Smartphone and tablet applications (apps) have become an integral part of clinical practice, research, and education for many physicians. Studies have demonstrated that 85 percent of attending surgeons, fellows, and residents in the Accreditation Council on Graduate Medical Education (ACGME) training programs own a smartphone, and more than 50 percent of them use a variety of apps in clinical practice.1
From a surgical standpoint, the $27 billion mobile app market has generated apps that can do everything from surgical simulation, to procedure illustration, to provision of instantaneous access to libraries of information.2 Searching for “surgery” on the iTunes App Store brings up more than 900 related apps; the same search on Google Play delivers approximately 500 results. Navigating this veritable jungle of apps can be a time-consuming and confusing process.
What are the best surgical apps? How are they actually used in practice? Have they changed the delivery of surgical care? This article addresses these questions by examining apps for clinical practice, research, and education with the help of some tech-savvy surgeons. And how did we find these app experts? Well, naturally with the assistance of apps and by sending out messages via the American College of Surgeons’ (ACS) Twitter account (@AmCollSurgeons).
Apps for clinical practice
Most physicians currently in clinical practice did not have access to apps during training, yet many are finding this type of technology can revolutionize the way they practice by facilitating preoperative, intraoperative, and postoperative care. Quoc-Dien Trinh, MD, a urologic oncologist at Brigham and Women’s Hospital, Boston, MA, describes how using apps such as drawMD to explain surgical operations to patients means he no longer has to carry around cumbersome stock drawings of anatomy. Now Dr. Trinh makes personalized drawings for patients using the anatomy templates on the app and can easily e-mail these images to them for future reference.
Contrary to the absence of apps during the training of most current surgical attendings, many present-day surgical trainees have never practiced medicine without them. For example, general surgery residents at the Medical College of Wisconsin, Milwaukee, are given iPads for use during rounds to access electronic health records (EHRs) and retrieve information. Apps that allow access to EHRs such as Citrix Receiver comprise a burgeoning field. Even patients have the opportunity to access their personal medical records through apps. For example, the Kaiser Permanente app allows health plan members to access their EHRs, review test results, book appointments, and refill medication prescriptions.

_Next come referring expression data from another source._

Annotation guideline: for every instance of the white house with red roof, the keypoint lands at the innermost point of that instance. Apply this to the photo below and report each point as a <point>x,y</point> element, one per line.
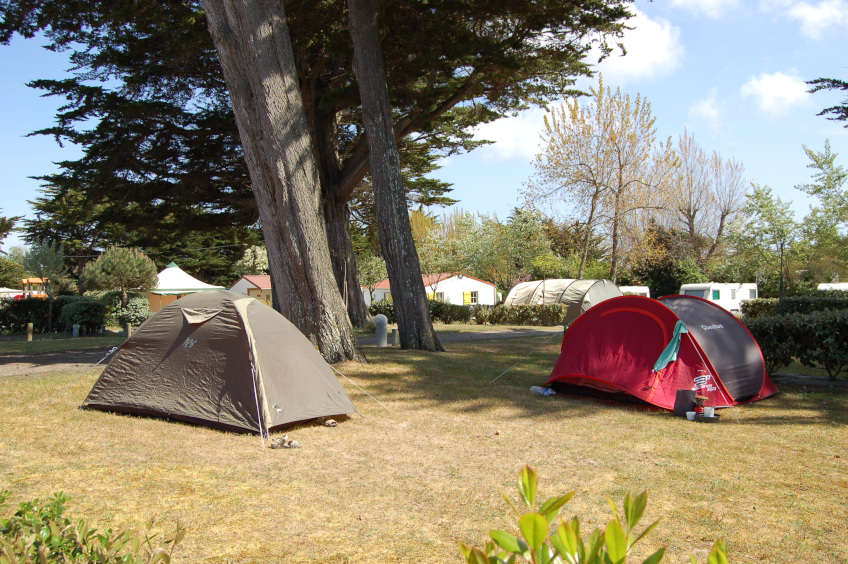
<point>254,285</point>
<point>456,289</point>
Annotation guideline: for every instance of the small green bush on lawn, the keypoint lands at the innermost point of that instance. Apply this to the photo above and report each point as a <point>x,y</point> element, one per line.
<point>40,532</point>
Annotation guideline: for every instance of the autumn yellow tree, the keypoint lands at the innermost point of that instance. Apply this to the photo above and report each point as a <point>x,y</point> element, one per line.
<point>604,161</point>
<point>710,193</point>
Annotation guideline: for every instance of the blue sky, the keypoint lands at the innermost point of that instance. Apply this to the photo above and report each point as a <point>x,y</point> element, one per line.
<point>732,72</point>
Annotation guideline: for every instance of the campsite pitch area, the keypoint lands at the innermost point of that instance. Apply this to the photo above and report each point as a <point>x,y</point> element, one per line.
<point>406,483</point>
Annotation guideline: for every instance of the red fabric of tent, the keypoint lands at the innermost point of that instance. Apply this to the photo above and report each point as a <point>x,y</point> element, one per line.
<point>611,350</point>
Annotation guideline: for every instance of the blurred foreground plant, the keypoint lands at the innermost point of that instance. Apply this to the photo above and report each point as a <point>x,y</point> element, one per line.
<point>41,533</point>
<point>566,546</point>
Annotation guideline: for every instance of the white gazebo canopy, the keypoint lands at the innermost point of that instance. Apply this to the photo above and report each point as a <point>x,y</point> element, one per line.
<point>173,280</point>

In addition to the availability of mobile EHRs, access to current guidelines at the point of care is a valuable advancement for trainees and clinicians. Several such guidelines in app format include the National Comprehensive Cancer Network’s (NCCN) guidelines for cancer care available via the NCCN Guidelines by Epocrates app; the American College of Chest Physicians’ antithrombotic therapy guidelines available through the CHEST app; and the Johns Hopkins ABX Guide app, which provides an impressive compilation of antimicrobial recommendations and guidelines, including some for surgical prophylaxis and treatment of surgical site infections.

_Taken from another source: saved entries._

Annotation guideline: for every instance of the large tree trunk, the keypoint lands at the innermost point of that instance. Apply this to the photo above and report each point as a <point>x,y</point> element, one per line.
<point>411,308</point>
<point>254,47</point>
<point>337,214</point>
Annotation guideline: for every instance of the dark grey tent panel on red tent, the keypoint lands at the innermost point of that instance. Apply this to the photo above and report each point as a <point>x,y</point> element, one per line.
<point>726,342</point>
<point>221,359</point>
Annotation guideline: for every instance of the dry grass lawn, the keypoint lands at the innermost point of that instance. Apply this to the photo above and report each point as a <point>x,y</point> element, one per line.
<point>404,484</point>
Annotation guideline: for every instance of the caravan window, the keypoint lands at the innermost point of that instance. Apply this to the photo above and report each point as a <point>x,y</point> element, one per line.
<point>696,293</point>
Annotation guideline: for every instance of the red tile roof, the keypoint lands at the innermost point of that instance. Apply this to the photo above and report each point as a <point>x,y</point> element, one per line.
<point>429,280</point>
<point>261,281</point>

Tablets and smartphones are rapidly replacing handwritten notes and pocket reference books for many trainees. Apps such as Evernote and Notability offer users the opportunity to write electronic notes, collect documents, store photographs, and record audio, while keeping all of this information together in a categorized, searchable electronic database. Similarly, trainees no longer have to tote around pocket-sized reference books as many of these are now virtual and subsequently are immediately accessible. “Of course you still have to know all the basics, but we really don’t have to keep everything in our heads anymore,” said Paula Termuhlen, MD, FACS, general surgery residency program director at the Medical College of Wisconsin, Milwaukee. “I am certain that readily accessible information will increase patient security and reduce human error.”

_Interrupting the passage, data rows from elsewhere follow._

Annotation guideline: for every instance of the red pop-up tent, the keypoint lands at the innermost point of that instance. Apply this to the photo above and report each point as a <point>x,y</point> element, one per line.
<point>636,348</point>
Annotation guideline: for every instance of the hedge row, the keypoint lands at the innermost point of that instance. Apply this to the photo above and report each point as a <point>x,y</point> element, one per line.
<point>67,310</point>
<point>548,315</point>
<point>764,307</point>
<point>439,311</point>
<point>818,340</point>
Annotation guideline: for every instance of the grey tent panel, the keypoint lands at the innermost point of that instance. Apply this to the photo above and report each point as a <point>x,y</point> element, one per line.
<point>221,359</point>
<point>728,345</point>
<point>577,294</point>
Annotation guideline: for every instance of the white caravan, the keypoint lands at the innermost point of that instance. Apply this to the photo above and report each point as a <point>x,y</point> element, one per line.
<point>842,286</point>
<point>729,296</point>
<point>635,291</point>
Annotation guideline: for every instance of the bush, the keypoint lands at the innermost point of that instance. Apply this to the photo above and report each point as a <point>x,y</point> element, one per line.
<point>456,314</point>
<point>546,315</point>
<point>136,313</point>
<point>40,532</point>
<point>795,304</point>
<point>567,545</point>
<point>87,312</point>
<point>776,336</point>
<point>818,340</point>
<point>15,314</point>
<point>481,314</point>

Edward Bender, MD, FACS, a cardiothoracic surgeon at Cape Thoracic & Cardiovascular Surgery, Cape Girardeau, MO, has been creating his own apps for the iPhone since 2007, some of which address the issues of patient security and human error. When Dr. Bender first started creating apps, none of the existing apps were particularly relevant to surgery. His first app, a risk calculator for cardiothoracic surgery called the euroSCORE calculator, uses recommendations from the Society of Thoracic Surgeons and allows for point-of-care calculation of operative risk to assist in decision making.
“Without the app, many surgeons only use the scoring system retrospectively to assess risk,” Dr. Bender said. The potential for future surgeon-created apps complementing clinical care delivery is considerable. The ACS National Surgical Quality Improvement Program (ACS NSQIP®) is in the process of developing an app for the ACS NSQIP Risk Calculator. As another example, one of many apps enabling patients to play an active role in their health care is pApp. Currently under development by Synappz Medical Apps in the Netherlands, this program allows physicians to create mobile apps for their patients that could be used to track postoperative pain medication use, vitals, inputs and outputs, and other information.3,4
Apps may also be used for operative planning and intraoperative assistance. For example, Mobile MIM is a U.S. Food and Drug Administration (FDA)-approved free iPad and iPhone app that allows viewing of numerous imaging modes including X ray, ultrasound, computed tomography, magnetic resonance imaging, positron emission tomography, and single-photon emission computed tomography when users cannot access other imaging workstations. This app, which pairs the Mobile MIM viewer with MIMCloud, a Health Insurance Portability and Accountability Act-compliant Internet server that allows users to store and share medical images, has sophisticated functions, including multiplanar reconstruction and radiodensity measurement. Images can be securely downloaded and subsequently viewed in any setting, whether during discussions with patients or in planning operations.
Surgeons are also starting to use iPads and other tablet devices intraoperatively for image viewing and operative assistance.5 Some surgeons, such as a group from Kobe University in Japan, place sterile covers over iPads and then use imaging software such as OsiriX to view interactive digital imaging and communications in medicine (DICOM).6 Thus, surgeons are able to view images on a Picture Archiving and Communication System (PACS) without needing to scrub out or leave the operating table.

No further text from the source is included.